Rather than using rules based loyalty or churn management solutions, telcos should be looking at customer data for getting insights on their customers and reducing churn The best way to retain a customer is to keep him/her engaged. Improving recommended services is still a challenge and telcos are yet to match OTTs in this respect. OTT players like Netflix boast of their users consuming 8 of every 10 recommended content. Telcos need to deep dive into consumer behaviour and recommend services accordingly. To be able to reduce churn, telcos need to be ready with the next best option for a customer. The increased importance of sentiment analysis and the advances in text analytics are encouraging organizations to include social media in their business processes and help predict complex consumer behaviour and reduce churn and increase customer satisfaction; thereby increasing the lifetime value of a customer.

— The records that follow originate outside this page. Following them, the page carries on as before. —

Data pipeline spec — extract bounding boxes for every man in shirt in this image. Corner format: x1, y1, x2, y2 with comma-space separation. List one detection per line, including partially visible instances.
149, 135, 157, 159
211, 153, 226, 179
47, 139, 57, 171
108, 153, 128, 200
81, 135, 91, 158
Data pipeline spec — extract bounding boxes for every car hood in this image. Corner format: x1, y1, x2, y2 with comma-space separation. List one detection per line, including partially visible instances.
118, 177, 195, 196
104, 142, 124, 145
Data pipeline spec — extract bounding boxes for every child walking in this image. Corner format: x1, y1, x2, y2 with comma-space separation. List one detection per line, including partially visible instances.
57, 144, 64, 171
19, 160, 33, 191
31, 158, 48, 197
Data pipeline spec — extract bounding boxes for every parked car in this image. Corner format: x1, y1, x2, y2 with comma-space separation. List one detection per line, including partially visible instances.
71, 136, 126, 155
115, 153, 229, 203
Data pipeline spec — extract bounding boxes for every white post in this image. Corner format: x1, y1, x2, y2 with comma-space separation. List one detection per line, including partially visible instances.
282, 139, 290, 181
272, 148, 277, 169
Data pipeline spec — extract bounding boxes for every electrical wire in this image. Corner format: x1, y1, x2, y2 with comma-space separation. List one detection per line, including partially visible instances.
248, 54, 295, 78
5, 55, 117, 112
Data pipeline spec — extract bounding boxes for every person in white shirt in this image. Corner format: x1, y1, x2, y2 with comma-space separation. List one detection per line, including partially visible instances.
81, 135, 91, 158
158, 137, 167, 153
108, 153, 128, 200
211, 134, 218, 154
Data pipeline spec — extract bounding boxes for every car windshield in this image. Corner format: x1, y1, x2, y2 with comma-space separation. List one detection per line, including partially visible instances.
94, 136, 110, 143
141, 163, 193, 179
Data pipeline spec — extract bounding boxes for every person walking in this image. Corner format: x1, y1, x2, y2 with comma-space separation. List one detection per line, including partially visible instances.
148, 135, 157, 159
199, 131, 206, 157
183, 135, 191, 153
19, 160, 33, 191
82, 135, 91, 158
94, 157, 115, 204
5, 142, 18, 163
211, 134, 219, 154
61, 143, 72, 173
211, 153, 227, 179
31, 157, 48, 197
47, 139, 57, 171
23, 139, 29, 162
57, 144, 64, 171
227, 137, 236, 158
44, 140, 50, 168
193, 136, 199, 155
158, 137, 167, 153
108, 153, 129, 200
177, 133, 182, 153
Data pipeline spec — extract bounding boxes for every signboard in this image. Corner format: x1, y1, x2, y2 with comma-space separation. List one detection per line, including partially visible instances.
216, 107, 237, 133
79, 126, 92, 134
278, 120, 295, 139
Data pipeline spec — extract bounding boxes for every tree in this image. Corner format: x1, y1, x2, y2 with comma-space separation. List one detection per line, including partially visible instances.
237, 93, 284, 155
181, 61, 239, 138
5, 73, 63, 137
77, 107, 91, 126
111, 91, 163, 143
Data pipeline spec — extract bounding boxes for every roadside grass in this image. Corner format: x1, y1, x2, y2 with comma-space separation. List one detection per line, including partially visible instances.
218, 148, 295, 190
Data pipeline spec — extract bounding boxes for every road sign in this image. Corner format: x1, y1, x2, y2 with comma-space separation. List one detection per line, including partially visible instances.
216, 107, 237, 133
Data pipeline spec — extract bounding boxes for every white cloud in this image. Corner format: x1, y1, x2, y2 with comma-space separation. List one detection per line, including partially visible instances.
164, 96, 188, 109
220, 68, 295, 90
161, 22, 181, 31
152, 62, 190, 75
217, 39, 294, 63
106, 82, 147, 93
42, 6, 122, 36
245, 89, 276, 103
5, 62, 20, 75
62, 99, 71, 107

The below picture shows the modules Comviva has to offer for every stage of Digital Customer’s lifecycle:
Enabling block for CSP Transition
Consider how easy it is to book a cab for your destination on Uber and making the payments once you’ve reached your destination. Telecom providers aspiring to become digital service providers want to provide the same level of contextualization and personalization to their customers. However, the biggest roadblock coming in its way is the “chaos” and the “complexity” of the existing BSS systems that restrict its ability to launch digital services quickly and efficiently.

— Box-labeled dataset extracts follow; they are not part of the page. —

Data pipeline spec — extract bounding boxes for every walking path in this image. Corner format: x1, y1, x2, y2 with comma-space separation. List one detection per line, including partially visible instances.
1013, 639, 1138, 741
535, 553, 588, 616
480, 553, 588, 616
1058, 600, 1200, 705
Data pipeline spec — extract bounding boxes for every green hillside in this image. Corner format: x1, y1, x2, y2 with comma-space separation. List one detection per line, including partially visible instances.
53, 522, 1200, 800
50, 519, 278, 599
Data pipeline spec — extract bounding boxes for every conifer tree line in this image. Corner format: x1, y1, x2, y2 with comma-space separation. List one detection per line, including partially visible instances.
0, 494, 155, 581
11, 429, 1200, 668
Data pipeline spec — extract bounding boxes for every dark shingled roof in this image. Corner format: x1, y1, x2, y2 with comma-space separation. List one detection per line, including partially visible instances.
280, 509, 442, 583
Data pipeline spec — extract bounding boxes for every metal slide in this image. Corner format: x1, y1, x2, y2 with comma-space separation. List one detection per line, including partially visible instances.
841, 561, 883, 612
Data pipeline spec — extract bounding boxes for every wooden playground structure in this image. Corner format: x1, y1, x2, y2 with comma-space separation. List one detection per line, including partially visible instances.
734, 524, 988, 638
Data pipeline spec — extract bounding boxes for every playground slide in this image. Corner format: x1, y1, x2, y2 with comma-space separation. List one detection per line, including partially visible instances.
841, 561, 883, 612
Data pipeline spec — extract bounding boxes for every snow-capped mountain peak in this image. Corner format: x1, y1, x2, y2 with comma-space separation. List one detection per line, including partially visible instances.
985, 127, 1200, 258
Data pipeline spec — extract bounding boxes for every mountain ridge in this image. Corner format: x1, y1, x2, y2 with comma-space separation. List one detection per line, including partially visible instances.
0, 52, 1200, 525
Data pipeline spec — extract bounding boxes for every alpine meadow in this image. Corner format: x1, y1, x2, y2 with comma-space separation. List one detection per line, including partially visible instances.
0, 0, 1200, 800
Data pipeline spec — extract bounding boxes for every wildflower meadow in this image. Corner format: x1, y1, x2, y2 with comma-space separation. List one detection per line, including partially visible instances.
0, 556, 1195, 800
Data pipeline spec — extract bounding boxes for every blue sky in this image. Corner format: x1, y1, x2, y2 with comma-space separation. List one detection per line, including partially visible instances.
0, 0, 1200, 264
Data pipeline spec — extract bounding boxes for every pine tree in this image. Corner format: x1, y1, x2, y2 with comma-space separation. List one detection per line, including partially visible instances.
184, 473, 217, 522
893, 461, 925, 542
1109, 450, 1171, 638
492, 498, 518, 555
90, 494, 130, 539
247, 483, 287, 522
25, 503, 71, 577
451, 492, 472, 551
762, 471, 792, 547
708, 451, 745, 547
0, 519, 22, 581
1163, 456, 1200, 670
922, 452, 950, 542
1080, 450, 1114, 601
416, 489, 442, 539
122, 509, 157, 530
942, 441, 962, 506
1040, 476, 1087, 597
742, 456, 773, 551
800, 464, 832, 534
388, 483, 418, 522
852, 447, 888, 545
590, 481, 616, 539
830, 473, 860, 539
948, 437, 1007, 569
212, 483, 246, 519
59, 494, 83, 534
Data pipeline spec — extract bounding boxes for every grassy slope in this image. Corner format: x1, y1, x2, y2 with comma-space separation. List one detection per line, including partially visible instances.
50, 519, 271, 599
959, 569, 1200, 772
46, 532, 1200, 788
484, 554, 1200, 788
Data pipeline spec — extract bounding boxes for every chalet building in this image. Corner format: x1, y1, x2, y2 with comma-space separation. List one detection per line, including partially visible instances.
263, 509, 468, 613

Since BSS upgrades are costly and time taking, the ‘big bang’ approach of transformation has seen to fail. This approach does not fit to serve the agile world in which we live, one where subscribers want everything personalized, now and on-demand.
Another favoured approach to digitization is to add new digital systems to support new digital services like Netflix etc. and new lines of business i.e. 5G, IOT etc. These new systems can be added as an overlay to existing legacy systems .The new add-on system can support a segment of customers initially and once stable can replace legacy system over time. This phased approach reduces the costs and risks involved in large scale transformations. By using this approach, operators can leverage a modular, micro-services driven approach and prioritize which service or “platform component” they need to replace first. This not only promotes faster service delivery but also reduces the cost and implementation timelines pertaining to digital transformation.
Looking into the future
While many of the operators have gone ahead with 5G trials the jury is still out on 5G usage cases like connected cars because of the long gap between investment cycle and the revenue cycle. However, in the interest of future proofing their business, the operators should invest in platforms that can be scaled for driving 5G usage cases of the future. Operators have to cautiously and judiciously roll out 5G and 5G based digital services in high dense urban areas and gradually move to other areas with specific use cases. As per GSMA survey, 85% of operators in 5G era will play the role of Platform and digital service providers and only 10% will play the role of sole connectivity providers.
Comviva believes that the classical telecom operator model has become a liability for operators in the Middle East. In order to recognize new opportunities in revenue and customer engagement, it has become imperative for the Middle East operators to drive linkages between customers, channels, products, digital services, technologies, locations and user segmentation. Over the years, Comviva has leveraged its ecosystem of partners to drive digital service for its client. Now, with its new digital capabilities, it is providing traditional telecom operators with the building blocks needed to become full digital service providers.